Taking time to appreciate Muslim experience
To the editor:
It was interesting to read R.M. Brown’s letter on Aug. 2. It appears that she did not read my letter with an open mind. First, my letter was not a defense of sharia law as such, but its misuse of it by politicians to score a chip point.
I would like to ask her which sharia book she is basing this comment on. She seems to be knowledgeable about sharia laws, as practiced by some misguided Muslims. I would like to take this opportunity to share some of my knowledge: “Never degrade another person’s religion. Do no harm. Do not seek faults on each other. Do not lie. Wish on others what you wish on yourself.”

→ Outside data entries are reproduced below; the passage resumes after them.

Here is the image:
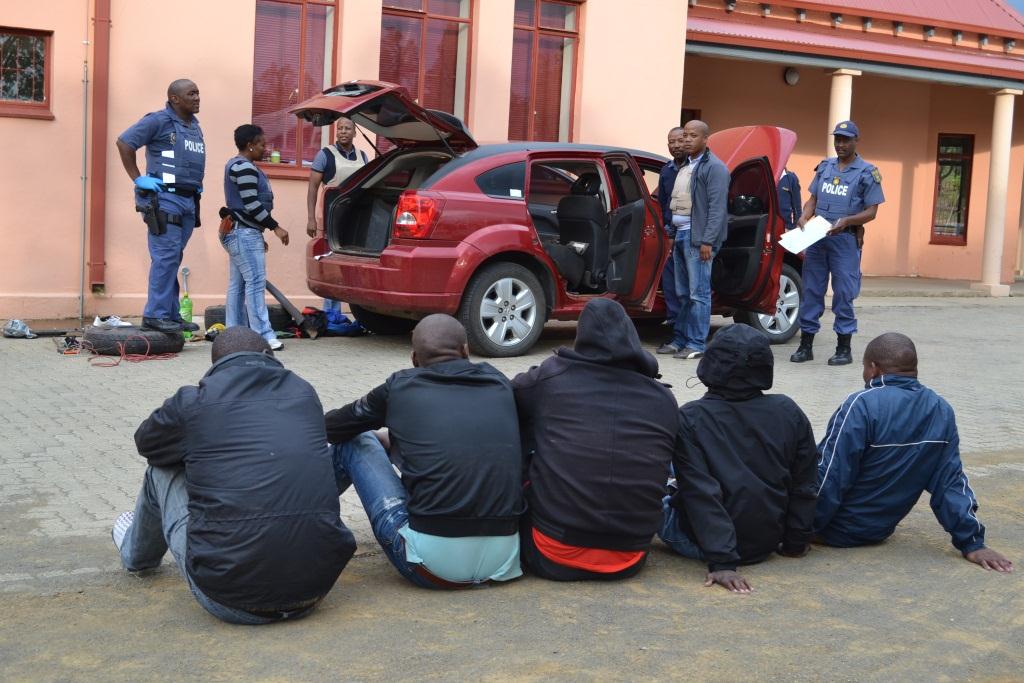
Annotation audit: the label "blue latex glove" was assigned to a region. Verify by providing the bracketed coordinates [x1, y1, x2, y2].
[134, 176, 165, 192]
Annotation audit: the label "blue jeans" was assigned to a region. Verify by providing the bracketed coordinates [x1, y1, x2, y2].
[671, 235, 715, 352]
[221, 227, 274, 342]
[144, 194, 195, 321]
[118, 465, 315, 624]
[658, 495, 705, 560]
[330, 433, 438, 589]
[799, 231, 861, 335]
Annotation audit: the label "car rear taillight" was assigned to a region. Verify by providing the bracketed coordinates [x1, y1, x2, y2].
[393, 191, 445, 239]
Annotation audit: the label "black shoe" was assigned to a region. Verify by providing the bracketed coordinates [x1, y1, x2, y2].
[177, 320, 200, 332]
[828, 335, 853, 366]
[790, 332, 814, 363]
[142, 317, 183, 334]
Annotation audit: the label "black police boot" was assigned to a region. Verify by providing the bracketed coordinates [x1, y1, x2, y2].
[178, 320, 200, 332]
[789, 332, 814, 363]
[828, 334, 853, 366]
[142, 317, 183, 334]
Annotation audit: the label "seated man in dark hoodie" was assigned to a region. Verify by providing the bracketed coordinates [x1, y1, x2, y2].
[660, 324, 818, 593]
[326, 314, 524, 588]
[113, 326, 357, 624]
[814, 332, 1012, 572]
[512, 299, 678, 581]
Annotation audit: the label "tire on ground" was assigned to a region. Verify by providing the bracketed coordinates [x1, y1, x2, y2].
[349, 304, 418, 335]
[734, 262, 802, 344]
[203, 304, 294, 331]
[82, 326, 185, 356]
[457, 261, 547, 358]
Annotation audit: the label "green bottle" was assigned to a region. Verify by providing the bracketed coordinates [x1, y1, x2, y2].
[180, 267, 193, 340]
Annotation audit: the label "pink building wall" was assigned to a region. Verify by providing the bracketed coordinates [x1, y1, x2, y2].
[683, 55, 1023, 281]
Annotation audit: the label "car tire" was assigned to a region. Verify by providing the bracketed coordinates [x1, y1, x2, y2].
[458, 262, 547, 358]
[203, 304, 293, 331]
[349, 304, 417, 335]
[82, 326, 185, 356]
[734, 263, 802, 344]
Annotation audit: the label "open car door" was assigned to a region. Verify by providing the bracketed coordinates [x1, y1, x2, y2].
[708, 126, 796, 313]
[290, 80, 476, 151]
[603, 153, 668, 308]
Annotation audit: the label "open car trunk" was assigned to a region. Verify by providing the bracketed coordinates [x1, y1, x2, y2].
[325, 150, 453, 254]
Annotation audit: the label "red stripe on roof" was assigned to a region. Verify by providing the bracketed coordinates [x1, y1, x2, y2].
[687, 15, 1024, 82]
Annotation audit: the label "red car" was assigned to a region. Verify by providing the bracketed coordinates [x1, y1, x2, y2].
[293, 81, 802, 357]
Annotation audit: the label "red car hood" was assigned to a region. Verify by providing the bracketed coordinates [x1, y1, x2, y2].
[709, 126, 797, 177]
[291, 80, 476, 151]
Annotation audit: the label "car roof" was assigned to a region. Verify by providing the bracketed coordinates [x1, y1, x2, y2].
[425, 142, 668, 186]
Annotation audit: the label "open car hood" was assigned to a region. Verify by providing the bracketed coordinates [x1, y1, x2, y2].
[709, 126, 797, 177]
[290, 80, 476, 151]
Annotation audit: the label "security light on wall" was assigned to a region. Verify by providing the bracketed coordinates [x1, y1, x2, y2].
[784, 67, 800, 86]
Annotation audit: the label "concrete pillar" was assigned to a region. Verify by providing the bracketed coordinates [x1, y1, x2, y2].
[971, 88, 1022, 297]
[826, 69, 861, 155]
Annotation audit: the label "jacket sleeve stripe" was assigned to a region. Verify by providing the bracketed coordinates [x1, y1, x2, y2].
[816, 386, 879, 496]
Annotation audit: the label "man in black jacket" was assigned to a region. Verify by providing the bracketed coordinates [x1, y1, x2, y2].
[326, 314, 523, 589]
[660, 323, 817, 593]
[513, 299, 678, 580]
[112, 327, 356, 624]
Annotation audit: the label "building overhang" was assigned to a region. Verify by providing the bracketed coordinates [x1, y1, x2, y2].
[687, 15, 1024, 90]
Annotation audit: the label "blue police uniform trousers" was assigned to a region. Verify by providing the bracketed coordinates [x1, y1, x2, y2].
[661, 251, 680, 322]
[145, 192, 195, 322]
[799, 231, 860, 335]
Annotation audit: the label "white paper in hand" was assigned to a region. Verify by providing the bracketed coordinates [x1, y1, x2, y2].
[780, 215, 831, 254]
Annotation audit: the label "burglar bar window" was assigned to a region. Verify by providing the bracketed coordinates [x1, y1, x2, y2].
[930, 134, 973, 246]
[251, 0, 337, 172]
[508, 0, 580, 142]
[0, 27, 53, 120]
[379, 0, 472, 121]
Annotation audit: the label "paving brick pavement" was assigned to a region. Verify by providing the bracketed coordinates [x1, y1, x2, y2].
[0, 296, 1021, 579]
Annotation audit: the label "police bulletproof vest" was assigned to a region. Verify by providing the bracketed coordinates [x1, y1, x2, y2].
[224, 156, 274, 228]
[323, 145, 367, 188]
[144, 108, 206, 189]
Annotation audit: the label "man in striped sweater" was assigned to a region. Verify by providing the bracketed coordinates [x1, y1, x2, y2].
[813, 332, 1012, 572]
[222, 124, 289, 351]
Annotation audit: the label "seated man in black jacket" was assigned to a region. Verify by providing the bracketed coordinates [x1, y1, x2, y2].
[660, 323, 818, 593]
[513, 299, 678, 581]
[112, 327, 356, 624]
[326, 314, 523, 589]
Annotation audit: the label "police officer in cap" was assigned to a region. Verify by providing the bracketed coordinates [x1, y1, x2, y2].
[790, 120, 884, 366]
[116, 79, 206, 335]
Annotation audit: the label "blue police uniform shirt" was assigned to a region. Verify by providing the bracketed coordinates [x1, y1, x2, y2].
[808, 154, 884, 223]
[118, 103, 206, 215]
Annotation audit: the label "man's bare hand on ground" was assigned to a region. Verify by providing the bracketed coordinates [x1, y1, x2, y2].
[965, 547, 1014, 572]
[705, 570, 752, 593]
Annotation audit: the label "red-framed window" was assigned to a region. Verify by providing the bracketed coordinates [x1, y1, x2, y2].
[508, 0, 580, 142]
[379, 1, 472, 122]
[252, 0, 337, 175]
[0, 27, 53, 120]
[930, 134, 974, 246]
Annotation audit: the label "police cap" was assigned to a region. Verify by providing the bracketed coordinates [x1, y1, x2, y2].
[832, 120, 860, 138]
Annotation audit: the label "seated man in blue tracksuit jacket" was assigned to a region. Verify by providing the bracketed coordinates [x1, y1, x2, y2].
[814, 332, 1013, 572]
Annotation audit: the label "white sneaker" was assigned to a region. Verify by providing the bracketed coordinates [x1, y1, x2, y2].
[268, 338, 283, 351]
[93, 315, 133, 329]
[111, 510, 134, 551]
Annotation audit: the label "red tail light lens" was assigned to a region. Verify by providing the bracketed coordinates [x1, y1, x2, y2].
[393, 191, 445, 239]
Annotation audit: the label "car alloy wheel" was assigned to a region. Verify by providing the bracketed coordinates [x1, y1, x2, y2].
[734, 263, 802, 344]
[458, 262, 547, 357]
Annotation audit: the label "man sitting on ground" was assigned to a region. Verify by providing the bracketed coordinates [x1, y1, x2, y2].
[660, 324, 818, 593]
[112, 327, 357, 624]
[513, 299, 678, 581]
[814, 332, 1013, 572]
[325, 314, 523, 588]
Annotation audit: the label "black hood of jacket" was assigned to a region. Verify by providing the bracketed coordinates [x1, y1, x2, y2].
[556, 298, 660, 378]
[696, 324, 773, 400]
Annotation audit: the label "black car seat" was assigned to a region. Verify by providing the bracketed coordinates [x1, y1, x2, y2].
[555, 172, 608, 289]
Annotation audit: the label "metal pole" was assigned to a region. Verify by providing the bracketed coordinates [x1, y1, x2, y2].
[78, 7, 91, 328]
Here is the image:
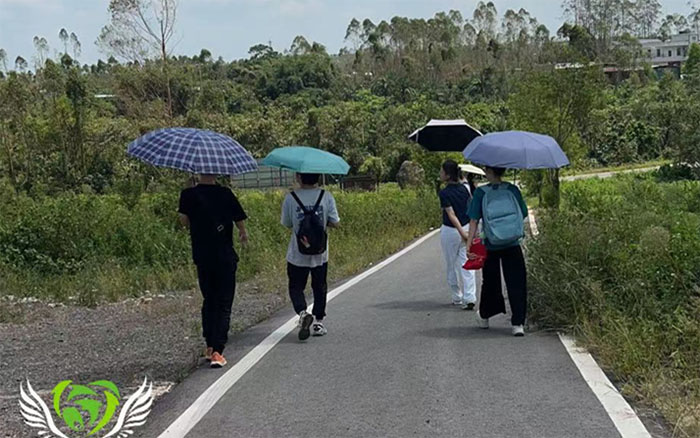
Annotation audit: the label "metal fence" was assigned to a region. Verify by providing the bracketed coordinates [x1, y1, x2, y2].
[231, 164, 351, 190]
[230, 165, 296, 189]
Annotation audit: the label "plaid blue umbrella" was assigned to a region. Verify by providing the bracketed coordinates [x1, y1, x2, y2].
[128, 128, 258, 176]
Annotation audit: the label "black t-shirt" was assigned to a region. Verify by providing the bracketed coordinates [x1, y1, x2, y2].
[439, 183, 471, 228]
[178, 185, 247, 265]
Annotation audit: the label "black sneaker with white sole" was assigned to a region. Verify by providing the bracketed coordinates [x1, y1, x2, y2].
[312, 322, 327, 336]
[298, 311, 314, 341]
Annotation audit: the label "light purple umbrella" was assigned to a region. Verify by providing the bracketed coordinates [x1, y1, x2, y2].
[463, 131, 570, 169]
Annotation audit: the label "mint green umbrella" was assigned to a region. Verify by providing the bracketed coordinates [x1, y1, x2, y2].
[261, 146, 350, 175]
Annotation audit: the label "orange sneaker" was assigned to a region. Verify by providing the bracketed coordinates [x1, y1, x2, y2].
[204, 347, 213, 361]
[210, 352, 227, 368]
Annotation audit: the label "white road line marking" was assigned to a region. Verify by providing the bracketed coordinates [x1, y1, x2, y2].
[534, 213, 649, 436]
[559, 335, 652, 438]
[157, 229, 440, 438]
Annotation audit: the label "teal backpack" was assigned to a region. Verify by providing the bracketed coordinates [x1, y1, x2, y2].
[481, 183, 524, 247]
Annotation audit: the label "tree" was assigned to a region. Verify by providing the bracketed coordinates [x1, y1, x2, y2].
[290, 36, 312, 55]
[510, 67, 605, 207]
[97, 0, 178, 117]
[638, 0, 661, 38]
[248, 43, 277, 60]
[33, 36, 50, 69]
[197, 49, 212, 63]
[562, 0, 655, 55]
[14, 56, 28, 72]
[359, 156, 387, 183]
[70, 32, 81, 59]
[689, 5, 700, 35]
[59, 28, 69, 54]
[344, 19, 362, 51]
[685, 43, 700, 76]
[658, 14, 689, 40]
[558, 23, 596, 59]
[0, 48, 8, 72]
[472, 1, 499, 41]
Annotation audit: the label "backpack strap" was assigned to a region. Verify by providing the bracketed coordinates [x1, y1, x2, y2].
[312, 190, 325, 213]
[290, 190, 325, 214]
[290, 191, 310, 214]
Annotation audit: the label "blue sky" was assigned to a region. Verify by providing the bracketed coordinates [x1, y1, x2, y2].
[0, 0, 695, 66]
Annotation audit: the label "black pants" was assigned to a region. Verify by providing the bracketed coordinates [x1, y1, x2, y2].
[287, 262, 328, 320]
[480, 245, 527, 326]
[197, 260, 237, 354]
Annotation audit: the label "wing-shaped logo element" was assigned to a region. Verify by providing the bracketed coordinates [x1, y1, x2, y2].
[19, 380, 70, 438]
[103, 377, 153, 438]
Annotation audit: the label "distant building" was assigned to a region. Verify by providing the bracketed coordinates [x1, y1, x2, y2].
[640, 31, 699, 67]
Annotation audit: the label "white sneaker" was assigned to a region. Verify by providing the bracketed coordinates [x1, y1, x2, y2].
[452, 299, 463, 306]
[476, 311, 489, 329]
[512, 325, 525, 337]
[312, 321, 327, 336]
[298, 311, 314, 341]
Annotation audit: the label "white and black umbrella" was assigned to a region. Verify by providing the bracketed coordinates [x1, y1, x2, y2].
[408, 119, 483, 152]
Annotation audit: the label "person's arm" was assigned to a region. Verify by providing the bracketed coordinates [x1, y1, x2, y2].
[466, 219, 479, 259]
[465, 188, 483, 257]
[326, 193, 340, 229]
[179, 214, 190, 228]
[281, 195, 293, 229]
[235, 220, 248, 246]
[178, 190, 190, 228]
[445, 207, 469, 239]
[229, 191, 249, 245]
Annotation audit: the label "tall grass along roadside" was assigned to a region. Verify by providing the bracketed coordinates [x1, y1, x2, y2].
[529, 175, 700, 436]
[0, 185, 438, 307]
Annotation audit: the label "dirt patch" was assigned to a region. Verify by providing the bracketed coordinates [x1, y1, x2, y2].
[0, 282, 286, 438]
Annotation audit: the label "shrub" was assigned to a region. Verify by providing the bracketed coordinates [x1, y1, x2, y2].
[529, 176, 700, 435]
[0, 185, 439, 302]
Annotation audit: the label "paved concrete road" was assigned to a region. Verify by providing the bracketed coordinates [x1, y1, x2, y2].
[141, 234, 621, 438]
[562, 166, 660, 182]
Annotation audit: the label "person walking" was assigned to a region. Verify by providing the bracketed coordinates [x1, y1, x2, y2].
[438, 160, 477, 310]
[282, 173, 340, 341]
[465, 166, 529, 336]
[179, 174, 249, 368]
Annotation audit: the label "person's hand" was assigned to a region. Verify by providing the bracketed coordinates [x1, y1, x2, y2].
[239, 230, 249, 247]
[467, 252, 478, 260]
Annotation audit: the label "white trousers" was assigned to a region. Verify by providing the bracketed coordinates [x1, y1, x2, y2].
[440, 225, 477, 304]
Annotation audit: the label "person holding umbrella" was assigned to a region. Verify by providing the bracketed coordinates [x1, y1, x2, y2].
[463, 131, 570, 336]
[465, 166, 528, 336]
[459, 163, 485, 197]
[128, 128, 258, 367]
[178, 175, 249, 367]
[438, 160, 477, 309]
[262, 146, 349, 341]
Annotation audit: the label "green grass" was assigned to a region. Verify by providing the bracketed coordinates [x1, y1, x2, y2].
[0, 184, 439, 305]
[529, 175, 700, 436]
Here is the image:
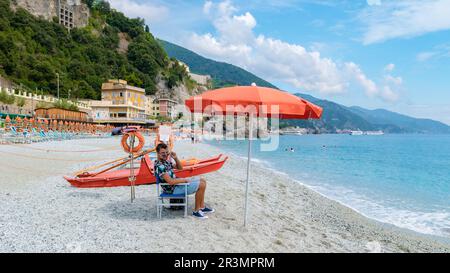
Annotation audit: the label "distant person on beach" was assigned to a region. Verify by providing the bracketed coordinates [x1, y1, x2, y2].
[111, 127, 122, 136]
[154, 143, 214, 219]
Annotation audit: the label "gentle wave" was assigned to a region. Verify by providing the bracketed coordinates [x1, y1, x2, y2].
[208, 136, 450, 238]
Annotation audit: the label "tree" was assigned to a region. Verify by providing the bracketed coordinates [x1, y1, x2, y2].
[83, 0, 95, 8]
[95, 0, 111, 14]
[16, 97, 26, 107]
[0, 0, 182, 100]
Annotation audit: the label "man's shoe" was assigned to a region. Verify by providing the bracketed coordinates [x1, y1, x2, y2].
[193, 210, 208, 219]
[201, 207, 215, 214]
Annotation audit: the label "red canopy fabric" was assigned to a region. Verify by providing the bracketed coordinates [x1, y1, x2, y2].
[185, 86, 322, 119]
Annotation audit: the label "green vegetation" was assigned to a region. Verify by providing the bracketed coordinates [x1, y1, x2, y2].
[164, 58, 189, 89]
[35, 101, 49, 109]
[53, 99, 79, 111]
[16, 97, 25, 107]
[0, 0, 182, 99]
[283, 93, 450, 134]
[159, 39, 277, 89]
[0, 90, 15, 104]
[154, 115, 172, 123]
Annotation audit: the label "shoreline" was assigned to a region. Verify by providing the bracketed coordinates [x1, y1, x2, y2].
[0, 137, 449, 252]
[205, 137, 450, 240]
[197, 140, 450, 249]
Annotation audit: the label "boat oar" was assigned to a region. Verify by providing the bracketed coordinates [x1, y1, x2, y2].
[90, 148, 155, 178]
[74, 156, 129, 176]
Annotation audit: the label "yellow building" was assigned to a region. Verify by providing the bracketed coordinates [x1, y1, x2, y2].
[145, 95, 160, 118]
[90, 80, 148, 125]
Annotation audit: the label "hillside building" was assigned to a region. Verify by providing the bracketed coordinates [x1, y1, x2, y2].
[14, 0, 90, 29]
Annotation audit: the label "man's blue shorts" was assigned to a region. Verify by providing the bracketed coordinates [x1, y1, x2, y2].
[173, 177, 200, 195]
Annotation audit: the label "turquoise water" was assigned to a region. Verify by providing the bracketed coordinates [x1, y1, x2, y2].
[208, 134, 450, 236]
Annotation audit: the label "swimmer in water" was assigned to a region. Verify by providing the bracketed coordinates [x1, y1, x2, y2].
[290, 147, 294, 152]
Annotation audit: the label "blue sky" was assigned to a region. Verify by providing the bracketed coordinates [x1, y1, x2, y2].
[108, 0, 450, 125]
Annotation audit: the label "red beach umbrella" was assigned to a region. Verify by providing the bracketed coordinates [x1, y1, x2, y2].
[186, 85, 322, 119]
[185, 85, 323, 226]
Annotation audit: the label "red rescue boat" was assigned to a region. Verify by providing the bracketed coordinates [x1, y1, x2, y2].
[64, 154, 228, 188]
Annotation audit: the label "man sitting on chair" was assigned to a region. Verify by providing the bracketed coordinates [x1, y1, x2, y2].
[154, 143, 214, 219]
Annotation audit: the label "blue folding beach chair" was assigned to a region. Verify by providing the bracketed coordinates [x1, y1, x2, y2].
[39, 130, 51, 141]
[10, 126, 29, 143]
[155, 174, 189, 219]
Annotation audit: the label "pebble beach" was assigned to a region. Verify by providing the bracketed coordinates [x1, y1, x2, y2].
[1, 137, 450, 253]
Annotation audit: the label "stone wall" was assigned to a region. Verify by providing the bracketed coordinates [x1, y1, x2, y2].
[13, 0, 89, 28]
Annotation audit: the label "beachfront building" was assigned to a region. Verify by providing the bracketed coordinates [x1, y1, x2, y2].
[0, 78, 91, 119]
[89, 80, 149, 126]
[35, 107, 89, 122]
[158, 98, 178, 118]
[145, 95, 160, 118]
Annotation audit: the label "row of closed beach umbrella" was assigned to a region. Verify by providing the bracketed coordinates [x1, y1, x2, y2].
[1, 115, 113, 144]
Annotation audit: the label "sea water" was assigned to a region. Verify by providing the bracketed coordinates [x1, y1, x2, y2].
[208, 134, 450, 237]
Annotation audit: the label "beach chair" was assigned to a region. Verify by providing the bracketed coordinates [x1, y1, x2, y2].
[9, 126, 29, 143]
[156, 175, 189, 219]
[39, 130, 50, 142]
[47, 130, 59, 140]
[31, 128, 44, 142]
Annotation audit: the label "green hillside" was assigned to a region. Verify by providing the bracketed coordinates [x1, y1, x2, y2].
[282, 94, 383, 132]
[0, 0, 187, 99]
[348, 106, 450, 134]
[159, 39, 277, 89]
[285, 94, 450, 134]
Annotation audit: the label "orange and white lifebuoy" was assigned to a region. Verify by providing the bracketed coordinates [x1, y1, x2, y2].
[121, 131, 145, 153]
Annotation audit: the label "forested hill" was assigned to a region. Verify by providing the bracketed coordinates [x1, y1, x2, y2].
[284, 93, 450, 134]
[0, 0, 188, 99]
[159, 39, 277, 89]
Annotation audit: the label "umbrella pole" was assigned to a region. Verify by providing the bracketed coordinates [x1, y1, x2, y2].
[129, 135, 136, 203]
[244, 115, 253, 227]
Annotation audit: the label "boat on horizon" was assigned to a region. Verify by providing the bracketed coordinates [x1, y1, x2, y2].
[280, 128, 304, 135]
[364, 130, 384, 135]
[349, 130, 363, 135]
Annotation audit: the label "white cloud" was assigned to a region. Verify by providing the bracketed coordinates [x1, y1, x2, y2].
[367, 0, 381, 6]
[203, 1, 213, 14]
[344, 62, 377, 97]
[108, 0, 169, 24]
[380, 86, 399, 102]
[360, 0, 450, 44]
[385, 75, 402, 85]
[416, 52, 436, 62]
[384, 63, 395, 72]
[416, 44, 450, 62]
[185, 0, 400, 102]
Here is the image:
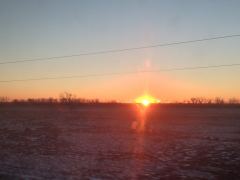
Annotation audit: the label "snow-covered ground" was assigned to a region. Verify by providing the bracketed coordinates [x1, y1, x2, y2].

I can go forever, nonetheless, it would be appropriate to finish my response by quoting a letter written by a Christian, published in the Edmonton Journal about her feeling about Ramadan, the month in which Muslims are currently celebrating it during the month of August:
“I am not a Muslim, but I wanted to experience Ramadan — a month of fasting from dawn to dusk — out of curiosity. Yes, curiosity. Why would anyone punish themselves this way? What does it feel like? It really did not seem to be that daunting of a task at first. I did not realize what it means to go without food or water during daylight hours.
“I was soon to learn that the days are much longer than we imagine. I learned that each day is a gift — to appreciate each minute that goes by I learned how often unkind words would slip from my mouth. I learned what my body feels like when I do not eat or drink for hours on end. How difficult it is to do the simplest things like speak when your tongue will not move because your mouth is so dry. I learned how my mind functions when it is deprived of essentials. I learned that loving a child and having that love returned is pure love. But mostly what I learned is to be grateful for what we do have, for each other and for this world that we live in. Any of us could fast for a day. Mothers, look at your children and imagine what you would feel if you knew they were slowly starving to death and that, just because the sun is setting, you have no way of providing food or clean water for them.
“Regardless of our religion or our history, we are mothers and a mother’s pain is no different, regardless of how we honour God.
“To me, Ramadan is an opportunity to look within myself, to cleanse, to purify my thoughts. I realized just how insignificant I am in the grand scheme of things. My issues became shallow and I was able to better understand my purpose on this earth.
“I became acutely aware of how often and easily we think and speak less of others and feel justified in our thoughts. Judgment of others is unkind and cruel. Is it cruel that God expects this of Muslims? No, it is a gift that he bestows upon them, a chance for deep reflection.”
Thank you so much friend for showing us the way to live in harmony.